Do pierwszej kategorii zaliczono kraje, w których średni odsetek transakcji oszukańczych wynosi 0,01 proc. wszystkich transakcji; w drugiej grupie jest to 0,05 proc., a w trzeciej - 0,1 proc. Z danych wynika, że w Polsce odsetek takich transakcji wynosi 0,01 proc. Podobny poziom odnotowano w Czechach, na Słowacji i Węgrzech. Dla porównania w Niemczech jest to 0,1 proc., a we Francji, Włoszech i w Wielkiej Brytanii - po 0,05 proc. Eksperci podkreślili, że liczba takich transakcji w naszym kraju jest sześć razy niższa niż średnia dla krajów Unii Europejskiej.
Spośród wszystkich transakcji nieuprawnionych zarejestrowanych przez systemy Polcard (marka należąca do FDP) pomiędzy październikiem 2012 r. a marcem br. 504 to transakcje dokonane przy użyciu kart zbliżeniowych. Tymczasem firma rozlicza kilka milionów płatności zbliżeniowych każdego miesiąca - podkreślono w raporcie. Dodano, że transakcji zbliżeniowych rozliczonych przez FDP wzrosła z ok. 900 tys. w pierwszej połowie 2011 r. do 15 mln w drugiej połowie 2012 r.

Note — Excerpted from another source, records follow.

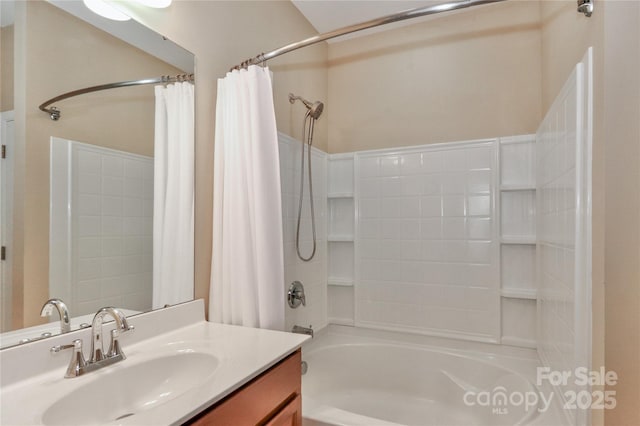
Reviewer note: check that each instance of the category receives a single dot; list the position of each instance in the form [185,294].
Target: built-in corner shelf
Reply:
[519,342]
[512,188]
[517,209]
[529,240]
[334,195]
[519,293]
[340,238]
[341,229]
[340,282]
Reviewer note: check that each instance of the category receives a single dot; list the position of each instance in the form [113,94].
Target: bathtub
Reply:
[369,377]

Dominik Szotek z FDP powiedział, że jeśli chodzi o technologie płatnicze, to nie ma różnicy w standardach stosowanych przez Polskę a kraje zachodu. Zwrócił jednak uwagę, że na zachodzie procedury są uproszczone i ograniczają się do zgłoszenia transakcji oszukańczej wydawcy już po fakcie.
- To za mało. W Polsce stosujemy dodatkowe zabezpieczenia, takie jak monitoring autoryzacji transakcji w czasie rzeczywistym. Weryfikacja autentyczności karty u wydawcy i osoby posługującej się kartą następuje w chwili, gdy klient przebywa w sklepie. W ten sposób możemy wyeliminować kolejne nieuprawnione transakcje, blokując je. Wydawca karty w przypadku braku możliwości skontaktowania się z posiadaczem blokuje kartę tymczasowo, co powoduje odmowy przy kolejnych próbach transakcji - tłumaczył.